As a fervid preacher finds hearers, so the traveller induces some of his friends to share his mania. The infection spreads in spite of ridicule:
"Would you believe, when you this monsieur see,
That his whole body should speake French, not he?
That he, untravell'd, should be French so much,
As Frenchmen in his company should seem Dutch?...
Or is it some French statue? No: 't doth move,
And stoope, and cringe...."[108]
The most frequent symptom of gallomania in early, as in recent times, is to use French words in everyday conversation. So Sir Thomas More laughed at the fop who affected to pronounce English as French but whose French sounded strangely like English.[109]
In the sixteenth century, as in the Middle Ages, French was as generally used as Latin. "In England," wrote Peletier, "at least among princes and in their courts, all their discourses are in French."[110] A few years later, Burghley advised his son Thomas, then travelling on the Continent, to write in Latin or in French.[111] In schools, French was taught with great zeal, and, according to Sylvester, the future translator of Du Bartas, it was forbidden to speak English, however trivial the matter, under penalty of wearing the foolscap.

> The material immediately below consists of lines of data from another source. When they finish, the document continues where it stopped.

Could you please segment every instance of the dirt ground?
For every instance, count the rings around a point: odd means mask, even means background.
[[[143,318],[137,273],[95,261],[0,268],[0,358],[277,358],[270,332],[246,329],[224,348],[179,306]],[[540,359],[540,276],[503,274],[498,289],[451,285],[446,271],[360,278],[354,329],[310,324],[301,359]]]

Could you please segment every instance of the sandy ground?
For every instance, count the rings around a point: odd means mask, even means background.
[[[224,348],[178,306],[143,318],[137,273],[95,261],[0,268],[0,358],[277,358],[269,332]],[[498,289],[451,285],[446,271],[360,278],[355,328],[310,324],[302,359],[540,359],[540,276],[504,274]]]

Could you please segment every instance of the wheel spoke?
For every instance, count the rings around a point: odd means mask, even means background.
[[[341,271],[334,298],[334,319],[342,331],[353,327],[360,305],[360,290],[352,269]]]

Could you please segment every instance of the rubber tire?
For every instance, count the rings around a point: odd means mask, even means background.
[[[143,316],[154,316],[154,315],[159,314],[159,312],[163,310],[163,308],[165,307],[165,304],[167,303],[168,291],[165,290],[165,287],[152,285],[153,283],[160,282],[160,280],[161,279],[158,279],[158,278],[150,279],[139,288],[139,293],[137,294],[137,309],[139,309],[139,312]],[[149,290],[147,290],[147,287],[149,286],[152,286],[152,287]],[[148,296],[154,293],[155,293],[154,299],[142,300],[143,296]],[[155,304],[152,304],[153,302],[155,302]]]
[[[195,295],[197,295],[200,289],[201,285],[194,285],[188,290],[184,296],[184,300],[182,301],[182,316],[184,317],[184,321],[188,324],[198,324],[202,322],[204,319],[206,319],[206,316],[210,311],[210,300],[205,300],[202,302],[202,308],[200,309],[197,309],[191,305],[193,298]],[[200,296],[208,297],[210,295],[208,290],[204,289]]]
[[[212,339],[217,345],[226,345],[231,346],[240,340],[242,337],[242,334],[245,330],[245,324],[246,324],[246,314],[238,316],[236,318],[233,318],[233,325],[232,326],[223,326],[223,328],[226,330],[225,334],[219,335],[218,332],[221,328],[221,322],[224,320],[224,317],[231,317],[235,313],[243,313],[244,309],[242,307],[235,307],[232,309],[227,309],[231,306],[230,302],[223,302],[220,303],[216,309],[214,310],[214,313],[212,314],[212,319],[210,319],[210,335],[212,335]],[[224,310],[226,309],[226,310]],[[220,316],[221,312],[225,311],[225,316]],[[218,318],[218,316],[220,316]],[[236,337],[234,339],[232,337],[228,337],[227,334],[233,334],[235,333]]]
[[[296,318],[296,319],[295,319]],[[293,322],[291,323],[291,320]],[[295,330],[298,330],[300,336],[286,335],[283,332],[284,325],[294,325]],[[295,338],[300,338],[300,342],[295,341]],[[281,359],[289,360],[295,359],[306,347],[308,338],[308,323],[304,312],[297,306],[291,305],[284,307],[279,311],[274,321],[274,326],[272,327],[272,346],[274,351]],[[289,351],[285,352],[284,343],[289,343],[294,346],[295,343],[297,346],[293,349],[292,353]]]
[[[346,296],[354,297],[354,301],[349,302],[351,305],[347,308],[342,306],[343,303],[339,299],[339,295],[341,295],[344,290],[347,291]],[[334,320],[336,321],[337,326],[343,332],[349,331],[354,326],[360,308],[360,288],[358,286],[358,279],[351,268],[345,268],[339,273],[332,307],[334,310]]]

In spite of these stringent methods of education, backward pupils were not lacking. They were sent to France, but even this desperate remedy was sometimes unavailing; witness Beaumont and Fletcher's youth whose mother, asking him on his return to speak French, was shocked at hearing only a few broken words of abuse.[112]
Yet it was imperative to speak French correctly at Queen Henrietta's Court. Of course the ladies succeeded. In Blount's Preface to Lyly's plays we read that "the beautie in court which could not parley euphuisme, was as litle regarded, as shee which now there, speakes not French."[113]

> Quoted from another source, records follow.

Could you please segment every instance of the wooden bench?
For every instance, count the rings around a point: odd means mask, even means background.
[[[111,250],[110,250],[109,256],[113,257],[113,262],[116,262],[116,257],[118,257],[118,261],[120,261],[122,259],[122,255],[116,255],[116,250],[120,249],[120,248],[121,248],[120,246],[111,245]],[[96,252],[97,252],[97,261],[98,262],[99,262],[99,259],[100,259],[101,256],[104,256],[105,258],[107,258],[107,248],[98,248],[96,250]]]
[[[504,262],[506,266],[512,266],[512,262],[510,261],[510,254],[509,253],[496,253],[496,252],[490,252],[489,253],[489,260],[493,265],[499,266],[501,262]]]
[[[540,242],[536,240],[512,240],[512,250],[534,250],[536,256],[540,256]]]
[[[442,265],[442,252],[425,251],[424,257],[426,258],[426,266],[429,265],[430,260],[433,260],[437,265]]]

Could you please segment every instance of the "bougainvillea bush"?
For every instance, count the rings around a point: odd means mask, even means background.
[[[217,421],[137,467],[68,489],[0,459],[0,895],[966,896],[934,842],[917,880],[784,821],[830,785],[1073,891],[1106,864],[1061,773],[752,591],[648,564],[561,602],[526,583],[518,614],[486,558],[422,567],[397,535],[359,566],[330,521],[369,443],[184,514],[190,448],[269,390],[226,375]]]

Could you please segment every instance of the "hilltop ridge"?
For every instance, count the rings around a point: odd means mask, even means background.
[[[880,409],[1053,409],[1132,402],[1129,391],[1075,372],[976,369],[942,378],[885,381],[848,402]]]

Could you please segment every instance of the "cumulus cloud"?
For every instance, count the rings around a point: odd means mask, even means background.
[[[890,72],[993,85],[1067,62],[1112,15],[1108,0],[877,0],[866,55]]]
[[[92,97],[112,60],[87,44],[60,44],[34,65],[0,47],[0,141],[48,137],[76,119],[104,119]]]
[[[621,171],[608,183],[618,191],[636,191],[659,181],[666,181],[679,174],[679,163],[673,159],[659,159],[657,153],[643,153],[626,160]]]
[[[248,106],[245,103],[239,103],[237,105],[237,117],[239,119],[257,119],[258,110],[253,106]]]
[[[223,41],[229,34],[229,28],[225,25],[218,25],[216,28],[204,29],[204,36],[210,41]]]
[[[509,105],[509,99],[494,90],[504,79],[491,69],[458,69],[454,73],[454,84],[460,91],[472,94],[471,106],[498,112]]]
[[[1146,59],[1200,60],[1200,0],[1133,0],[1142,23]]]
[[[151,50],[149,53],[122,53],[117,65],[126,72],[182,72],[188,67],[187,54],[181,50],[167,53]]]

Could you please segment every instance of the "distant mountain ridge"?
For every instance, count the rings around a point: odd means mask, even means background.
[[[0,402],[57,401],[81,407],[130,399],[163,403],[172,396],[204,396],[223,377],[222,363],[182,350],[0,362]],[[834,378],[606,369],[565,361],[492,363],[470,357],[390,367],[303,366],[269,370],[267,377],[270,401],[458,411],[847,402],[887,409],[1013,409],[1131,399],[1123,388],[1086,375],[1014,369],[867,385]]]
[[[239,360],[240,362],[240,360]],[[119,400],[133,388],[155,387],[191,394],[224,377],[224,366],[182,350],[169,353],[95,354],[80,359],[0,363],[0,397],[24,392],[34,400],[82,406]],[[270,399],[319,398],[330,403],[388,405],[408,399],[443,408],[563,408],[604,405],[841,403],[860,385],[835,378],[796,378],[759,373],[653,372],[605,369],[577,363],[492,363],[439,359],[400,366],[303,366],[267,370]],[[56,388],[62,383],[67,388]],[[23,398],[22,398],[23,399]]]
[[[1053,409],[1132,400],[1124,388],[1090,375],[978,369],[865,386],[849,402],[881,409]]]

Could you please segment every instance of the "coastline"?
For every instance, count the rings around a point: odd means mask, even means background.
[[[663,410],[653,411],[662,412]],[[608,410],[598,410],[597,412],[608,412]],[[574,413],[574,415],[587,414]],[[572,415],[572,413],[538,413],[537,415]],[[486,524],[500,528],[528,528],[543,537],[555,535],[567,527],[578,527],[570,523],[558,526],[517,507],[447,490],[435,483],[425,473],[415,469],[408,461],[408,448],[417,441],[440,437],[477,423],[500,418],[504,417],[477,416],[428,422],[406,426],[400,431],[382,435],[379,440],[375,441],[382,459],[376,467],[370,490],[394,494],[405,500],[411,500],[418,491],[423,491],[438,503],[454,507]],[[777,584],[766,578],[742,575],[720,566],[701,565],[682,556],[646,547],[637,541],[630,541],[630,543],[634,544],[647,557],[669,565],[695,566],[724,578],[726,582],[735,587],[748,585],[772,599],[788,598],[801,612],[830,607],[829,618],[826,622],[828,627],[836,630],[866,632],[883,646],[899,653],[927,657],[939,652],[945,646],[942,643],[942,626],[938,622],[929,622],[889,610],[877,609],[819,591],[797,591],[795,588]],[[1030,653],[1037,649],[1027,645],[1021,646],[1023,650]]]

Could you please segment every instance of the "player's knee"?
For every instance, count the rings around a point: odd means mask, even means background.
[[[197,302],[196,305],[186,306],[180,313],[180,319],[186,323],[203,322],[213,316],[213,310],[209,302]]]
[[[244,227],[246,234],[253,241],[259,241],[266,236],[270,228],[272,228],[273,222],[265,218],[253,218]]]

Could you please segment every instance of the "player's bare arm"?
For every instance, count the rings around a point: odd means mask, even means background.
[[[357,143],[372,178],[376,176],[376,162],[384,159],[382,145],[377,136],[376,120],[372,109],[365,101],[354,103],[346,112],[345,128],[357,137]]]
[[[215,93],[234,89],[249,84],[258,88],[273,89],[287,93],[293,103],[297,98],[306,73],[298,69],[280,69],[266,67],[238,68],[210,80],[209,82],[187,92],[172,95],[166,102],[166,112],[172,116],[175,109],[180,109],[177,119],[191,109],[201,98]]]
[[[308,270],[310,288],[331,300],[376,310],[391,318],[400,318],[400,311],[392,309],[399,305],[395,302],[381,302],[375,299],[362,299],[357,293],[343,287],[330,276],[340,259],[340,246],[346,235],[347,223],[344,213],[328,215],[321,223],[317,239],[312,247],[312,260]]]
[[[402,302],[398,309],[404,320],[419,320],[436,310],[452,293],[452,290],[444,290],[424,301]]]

A COQUETTE AT HER TOILET-TABLE
What was the distinctive mark of a good education under Charles i., was equally so under Charles ii. "All the persons of quality in England could speak French." The Queen, the Duchess of York spoke "marvellously well."[114] There was no need to know English at Whitehall: few French gentlemen troubled to learn it, but the English unfortunate enough not to know French had to conceal the defect. These would repeat the same foreign words or phrases; "to smatter French" being "meritorious."[115] "Can there be," exclaims Shadwell, "any conversation well drest without French in the first place to lard it!"[116] In an amusing scene, Dryden shows a coquette rehearsing a polite conversation: "Are you not a most precious damsel," she says to her teacher, "to retard all my visits for want of language, when you know you are paid so well for furnishing me with new words for my daily conversation? Let me die, if I have not run the risque already to speak like one of the vulgar; and if I have one phrase left in all my store that is not threadbare and usé, and fit for nothing but to be thrown to peasants."[117]